Había que ver la sala de los antepasados el segundo día de Año Nuevo, reservada a la visita de las grandes damas. El ambiente era señorialmente festivo, y en la antigua sala entraban señores brillantemente vestidos. En aquel esplendor resonaban risas, se cogían frases al vuelo, los esclavos circulaban, portadores de recipientes de laca colmados de pastelitos minúsculos. Mi madre presidía cortésmente… Hacía siglos que las viejas vigas veían todos los años la misma escena. Confusión de cabelleras, ojos negros, sedas y raso con los colores del arco iris, y los peinados brillantes de joyas; jade, perlas, rubíes que armonizaban con las turquesas y el oro que los invitados lucían en sus manos ebúrneas.
¡Oh, mi querida casa, mi amada querida!
Me veo muy pequeñita, cogida de la mano de mi madre. Estoy en el patio mientras arden las divinidades en la cocina. Antes de entregarlas a las llamas, sus labios han sido untados con miel para lograr que lleguen al cielo llenas de dulces palabras y olviden referir los litigios de la servidumbre y las sisas. La idea de unos mensajeros que están a punto de subir a los arcanos celestiales nos deja mudas y como asustadas. Nadie habla.
Me veo en la fiesta del Dragón. Para esta circunstancia me han vestido de seda encarnada, bordada con flores de ciruelo. Ardo en impaciencia esperando la noche y la llegada de mi hermano que me conducirá a la ribera del río para ver pasar la barca del Dragón.
Veo la trémula linterna de loto que mi vieja nodriza me regaló el día de la fiesta de las Linternas.

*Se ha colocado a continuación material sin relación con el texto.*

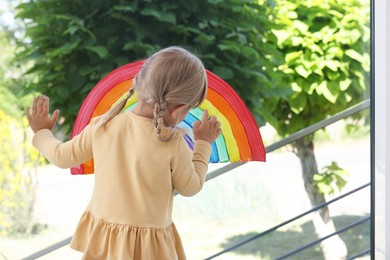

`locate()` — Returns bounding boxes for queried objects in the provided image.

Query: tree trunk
[294,135,348,260]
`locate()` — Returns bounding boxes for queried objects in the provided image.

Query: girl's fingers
[42,96,49,115]
[50,109,60,123]
[37,95,44,114]
[26,107,32,122]
[202,109,209,122]
[32,97,38,115]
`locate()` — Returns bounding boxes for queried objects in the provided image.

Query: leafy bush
[17,0,286,134]
[0,110,44,236]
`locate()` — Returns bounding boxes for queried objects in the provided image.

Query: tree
[17,0,288,136]
[0,13,44,236]
[258,0,370,259]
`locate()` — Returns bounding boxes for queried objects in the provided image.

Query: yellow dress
[33,111,211,260]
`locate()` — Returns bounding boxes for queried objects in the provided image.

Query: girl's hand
[26,95,60,133]
[192,110,222,144]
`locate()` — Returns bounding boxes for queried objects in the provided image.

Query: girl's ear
[171,105,188,117]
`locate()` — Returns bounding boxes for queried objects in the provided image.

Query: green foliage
[17,0,287,135]
[0,109,45,236]
[264,0,370,136]
[313,162,349,195]
[0,26,44,236]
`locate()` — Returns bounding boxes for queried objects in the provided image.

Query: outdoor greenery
[0,0,370,258]
[0,28,44,237]
[17,0,291,133]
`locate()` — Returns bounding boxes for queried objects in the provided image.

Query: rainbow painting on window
[71,60,266,174]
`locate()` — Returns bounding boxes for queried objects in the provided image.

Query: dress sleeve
[171,138,211,196]
[32,124,93,168]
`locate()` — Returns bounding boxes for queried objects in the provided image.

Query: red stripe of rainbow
[71,61,265,174]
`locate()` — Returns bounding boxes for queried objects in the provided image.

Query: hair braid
[97,88,134,128]
[153,101,172,141]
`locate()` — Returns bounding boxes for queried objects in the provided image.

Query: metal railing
[23,99,371,260]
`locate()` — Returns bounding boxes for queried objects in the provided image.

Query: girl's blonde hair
[96,46,207,141]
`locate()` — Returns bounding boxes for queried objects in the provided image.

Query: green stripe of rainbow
[71,61,265,174]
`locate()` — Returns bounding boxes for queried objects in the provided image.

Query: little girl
[26,47,221,260]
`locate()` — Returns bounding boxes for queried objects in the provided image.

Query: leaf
[293,20,309,34]
[285,50,303,63]
[345,49,364,62]
[84,45,108,58]
[272,30,291,46]
[213,66,234,79]
[49,39,80,57]
[295,65,311,79]
[141,8,176,24]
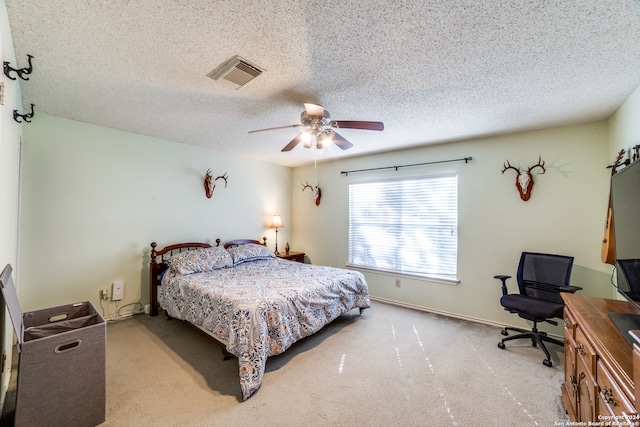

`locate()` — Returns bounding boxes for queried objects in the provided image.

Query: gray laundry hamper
[0,265,107,427]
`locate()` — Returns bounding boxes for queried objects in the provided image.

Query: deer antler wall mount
[301,181,322,206]
[204,169,229,199]
[502,156,547,202]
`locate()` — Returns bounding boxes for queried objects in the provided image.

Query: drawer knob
[602,387,616,406]
[578,343,587,356]
[569,374,578,395]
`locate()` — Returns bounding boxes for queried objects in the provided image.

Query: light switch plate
[111,280,124,301]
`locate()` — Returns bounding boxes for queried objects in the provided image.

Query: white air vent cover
[207,56,263,88]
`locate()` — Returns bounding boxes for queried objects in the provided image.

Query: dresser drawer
[576,326,597,377]
[596,362,636,425]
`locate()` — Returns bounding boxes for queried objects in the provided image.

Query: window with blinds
[349,174,458,280]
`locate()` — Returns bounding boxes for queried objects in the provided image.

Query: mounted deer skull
[502,156,547,202]
[204,169,229,199]
[301,181,322,206]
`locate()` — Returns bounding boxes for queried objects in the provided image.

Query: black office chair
[493,252,582,367]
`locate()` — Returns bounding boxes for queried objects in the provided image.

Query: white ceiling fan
[249,103,384,151]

La nodriza se ríe de mi expresión cuando, una vez llegada la noche, prendo el pabilo de la humeante vela.
Me veo andando con pasos lentos, al lado de mi madre, cuando entrábamos en el templo. Observo cómo deposita el incienso en la urna, y con ella me arrodillo piadosamente ante los dioses; con el frío del miedo en el alma.
Yo pregunto, hermana, cómo, con semejante pasado, me podía adaptar a un hombre del carácter de mi marido. ¿Para qué sirven todos mis dones? Decido ponerme una chaquetilla de seda azul con botones negros incrustados de plata. Me adornaré los cabellos con flores de jazmín, calzaré las sandalias de raso bordadas de azul y saludaré a mi señor cuando entre… Lo hago así, pero es en vano. Sus ojos corren inmediatamente hacia otras cosas…; las cartas abiertas encima de la mesa, los libros. Para mí, ni un solo pensamiento.
Tengo el corazón atormentado por el temor. Recuerdo un episodio que ocurrió antes de mi casamiento. Un día vi a mi madre, turbada de una manera fuera de lo corriente, escribir dos cartas, una a mi padre y otra a mi futura suegra. ¿Qué ocurría? Por las indiscreciones de la servidumbre supe que mi prometido quería romper. Objetaba que yo no estaba instruida y llevaba los pies comprimidos entre vendas. Me enfadé, las esclavas tuvieron miedo y juraron que no hablaban de mí, sino de la segunda hija de la obesa señora Tao.
Este recuerdo me asalta ahora, turbándome. ¿Acaso se trataba verdaderamente de mí? ¡Las esclavas son tan mentirosas! Sin embargo, no es cierto que yo sea tan inculta. Al contrario, me han instruido cuidadosamente en todas las cuestiones que conciernen al cuidado de la casa y de mi propia persona. En cuanto a mis pies, no acierto a comprender que puedan preferir los pies enormes de una vulgar campesina.
No, no se trataba de mí… ¡No podía ser de mí de quien ellas hablaban!